Wednesday, November 6, 2013

My breast feeding journey

I'm going to start off by saying that this is not a "successful" breast feeding story. I am, despite my best intentions and efforts, not breast feeding Wilson. So this is breast feeding story that ends with bottles and formula. 

While I was pregnant, my breasts never leaked. A lot if women say that they start making colostrum and leak as early as 25 weeks. This was not me. I tried hand expressing and my pump a couple of times and nothing. So I really believe my body started out behind. 

Wilson was born via C Section because he just refused to move down into my pelvis. I was given a sedative as soon as his cord was cut (because I was having a panic attack) so we didn't get any initial time to try to nurse. When I finally came to, I was still on morphine and Demerol, so I was pretty out of it. Wilson was brought to me 3 hours after he was born but between all the visitors and me being high essentially, attempting to nurse was just not a priority. 
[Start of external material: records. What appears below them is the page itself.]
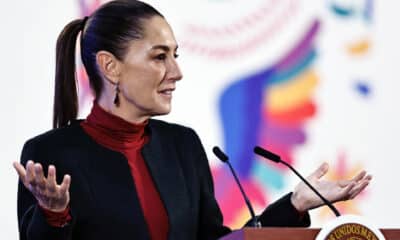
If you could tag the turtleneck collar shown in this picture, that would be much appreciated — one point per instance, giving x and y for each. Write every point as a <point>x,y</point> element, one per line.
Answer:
<point>114,132</point>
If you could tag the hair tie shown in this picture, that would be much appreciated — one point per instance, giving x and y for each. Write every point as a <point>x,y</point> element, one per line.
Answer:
<point>84,22</point>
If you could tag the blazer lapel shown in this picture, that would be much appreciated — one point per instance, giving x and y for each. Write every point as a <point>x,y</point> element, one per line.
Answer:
<point>166,172</point>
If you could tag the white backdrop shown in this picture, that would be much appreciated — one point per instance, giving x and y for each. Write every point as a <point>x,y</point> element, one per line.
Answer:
<point>356,124</point>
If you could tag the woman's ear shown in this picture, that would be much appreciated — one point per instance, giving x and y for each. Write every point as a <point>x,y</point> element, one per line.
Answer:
<point>108,65</point>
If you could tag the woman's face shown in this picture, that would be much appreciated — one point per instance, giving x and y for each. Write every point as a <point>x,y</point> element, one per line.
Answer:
<point>149,71</point>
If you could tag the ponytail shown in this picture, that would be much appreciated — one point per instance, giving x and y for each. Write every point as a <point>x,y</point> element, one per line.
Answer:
<point>65,96</point>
The next day after the drugs wore off and I was more comfortable, we decided to attempt to breast feed. To my surprise, Wilson had a great latch right away. It was an extremely strange feeling, but in a good way knowing I was feeding my baby. But my milk had not come in and I still had no colostrum. So Wilson got angry. Very very angry. He would scream and turn purple. And if there is anything a brand new mom does not want to see, it's her new baby unhappy. His cry of hunger and frustration absolutely broke my heart.
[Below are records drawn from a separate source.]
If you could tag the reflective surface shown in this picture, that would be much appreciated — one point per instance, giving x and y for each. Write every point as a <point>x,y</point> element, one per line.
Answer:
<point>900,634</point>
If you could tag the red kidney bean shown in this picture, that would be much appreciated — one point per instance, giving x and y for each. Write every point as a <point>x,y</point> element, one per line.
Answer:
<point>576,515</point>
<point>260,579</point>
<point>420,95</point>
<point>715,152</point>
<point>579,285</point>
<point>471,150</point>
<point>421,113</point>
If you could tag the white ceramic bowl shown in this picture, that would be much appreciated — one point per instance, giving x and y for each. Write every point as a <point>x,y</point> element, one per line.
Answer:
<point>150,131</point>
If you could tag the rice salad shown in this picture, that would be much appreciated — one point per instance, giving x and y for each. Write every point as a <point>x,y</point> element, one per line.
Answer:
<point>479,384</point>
 So of course, I started crying. I cried because I didn't know what to do. I cried because my baby was hungry. I cried because I felt like a failure. I cried because I felt guilty. I felt helpless. 

Still, we tried to power through it thinking when my milk came in, it would get better. Every time I put Wilson to my breast he would get very upset and on turn, I would get extremely upset. 

After a week of daily break downs, Caleb gently asked me if I wanted to stop trying. And that's when I completely lost it. I have never felt like such a failure as I did in that moment. I felt like the worst mother ever. Because, deep down, I knew it wasn't working and I doubted if it ever would. My milk still wasn't coming in over a week after Wilson's birthday. I don't know why I didn't produce, but I was so angry at my body. I wanted so much to feed my baby, but my body just wasn't up to it. 

I had the horrible idea in my head that if I were a "real" woman, I would be able to birth and feed my baby. And in a week, I had failed at both of those things. I felt useless, like Wilson didn't even need me. It was hard and there were so many dark thoughts. 

So I quit trying. Physically and emotionally, it was not working. I felt horrible about it for a few more days. But slowly, as Wilson started to grow and thrive, I started feeling better about my decision. 

And now, I'm proud of myself for trying so hard but also realizing that stopping made me a better mom. Yes, not breast feeding Wilson made me a better mom to him. It took so much stress and burden off of me, therefore I could better address his needs. 

So in the end, I am sad that for some reason, my milk never properly came in and we couldn't breast feed. But I've come to realize that it is NOT the end of the world. Wilson is growing great and we have a wonderful bond. We are both happy and healthy and that is what is important. 


  1. I love this post and your honesty. I think there is so much pressure on Mom's to do everything "right." And sometimes/most times we put that pressure on ourselves. But what's right for someone is not always right for another. You did the right thing by trying and finding a solution that works for you both. There is no wrong way if bringing a baby into this world, and there's no wrong way of nourishing your baby.
    Wilson is a cutie! Great job mamma!

  2. This sounds like it was a really tough time for you. I'm blown away by how good you are at identifying your emotions and feeling and thinking through them.